L’Union européenne s’est dotée d’une réglementation sur l’intelligence artificielle (Règlement (UE) 2024/1689 du Parlement européen et du Conseil du 13 juin 2024 établissant des règles harmonisées concernant l’intelligence artificielle, appelé aussi AI Act), entrée en vigueur le 1er août 2024. Les Etats-Unis ont lancé, sous l’égide du Président Donald Trump, une initiative « American Artificial Intelligence Initiative » dans l’optique de développer l’innovation dans le domaine de l’intelligence artificielle. Le Président Joe Biden a poursuivi cette initiative : l’Executive Order 14110 « Safe, Secure and Trustworthy Artificial Intelligence » adopté le 30 octobre 2023 a pour objectif d’intégrer la sûreté, la sécurité et la fiabilité dans le développement de l’intelligence artificielle. Au niveau fédéral, le National Institute of Standards and Technology développe des standards en mettant en place un écosystème avec de grands groupes américains et des centres de recherches et universités. 
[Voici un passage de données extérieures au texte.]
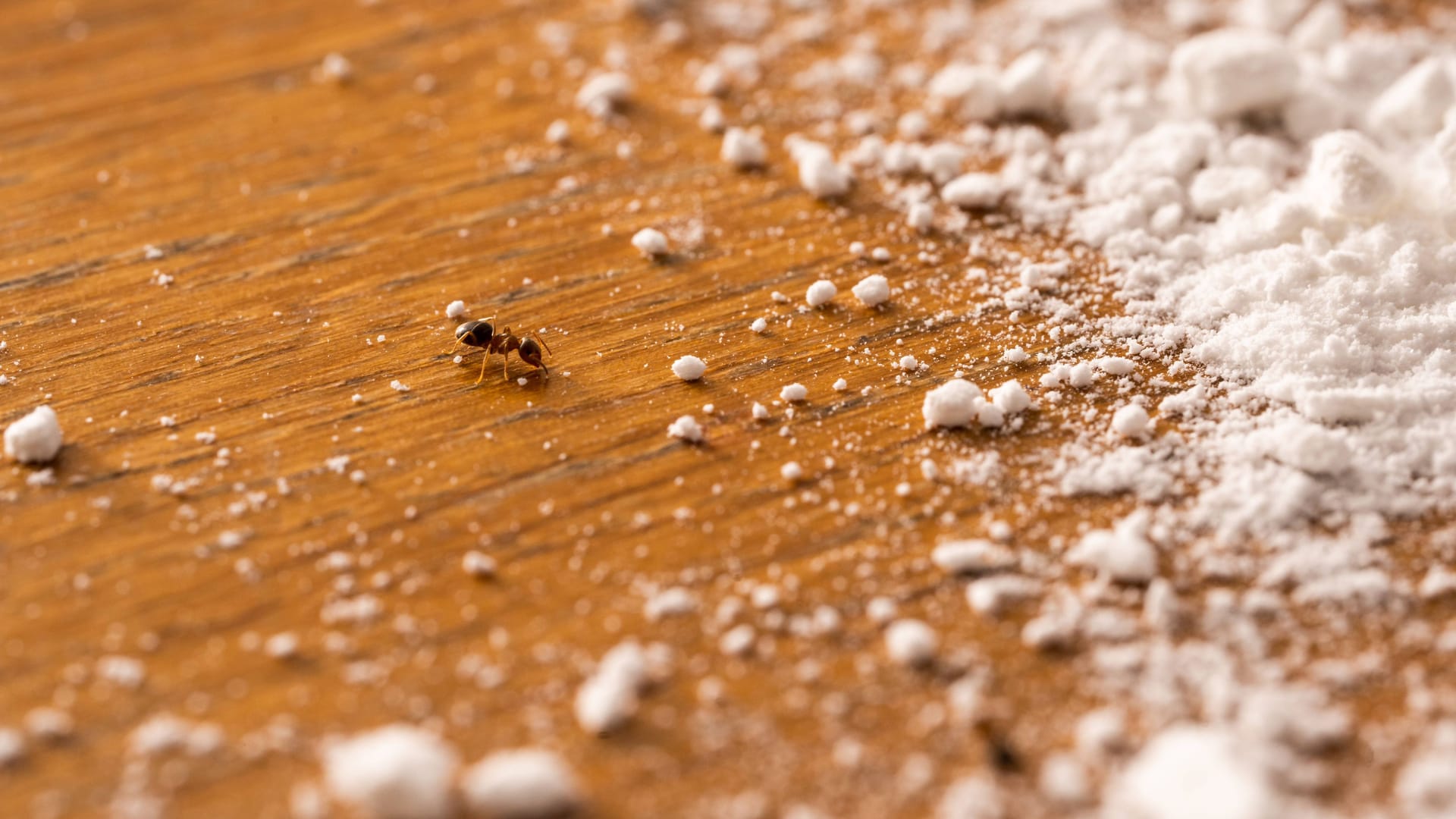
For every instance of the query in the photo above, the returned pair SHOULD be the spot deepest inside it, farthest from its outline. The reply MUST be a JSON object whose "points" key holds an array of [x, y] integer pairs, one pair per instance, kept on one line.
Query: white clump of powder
{"points": [[1193, 773], [974, 190], [689, 368], [971, 556], [873, 290], [820, 293], [910, 643], [36, 438], [394, 773], [604, 93], [526, 783], [651, 242], [819, 174], [1130, 422], [743, 149], [688, 428], [609, 697], [1232, 72], [954, 404]]}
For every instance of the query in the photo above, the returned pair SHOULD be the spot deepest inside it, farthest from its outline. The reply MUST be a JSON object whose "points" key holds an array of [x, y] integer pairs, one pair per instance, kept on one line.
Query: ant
{"points": [[484, 335]]}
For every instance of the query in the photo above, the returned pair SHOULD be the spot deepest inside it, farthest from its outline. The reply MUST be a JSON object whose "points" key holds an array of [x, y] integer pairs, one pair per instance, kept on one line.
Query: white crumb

En tout état de cause, l’idée aux Etats-Unis et en Europe est de pouvoir combiner innovation et sécurité. Un des éléments centraux du débat est de placer le curseur entre ces deux notions qui idéalement peuvent se combiner mais peuvent aussi s’exclure : par exemple, des systèmes d’IA sur le score social pourraient être acceptés parce que porteurs d’innovation comme dans l’épisode de la série Black Mirror, « Chute libre », mais ne seraient pas considérés comme acceptables par la réglementation européenne.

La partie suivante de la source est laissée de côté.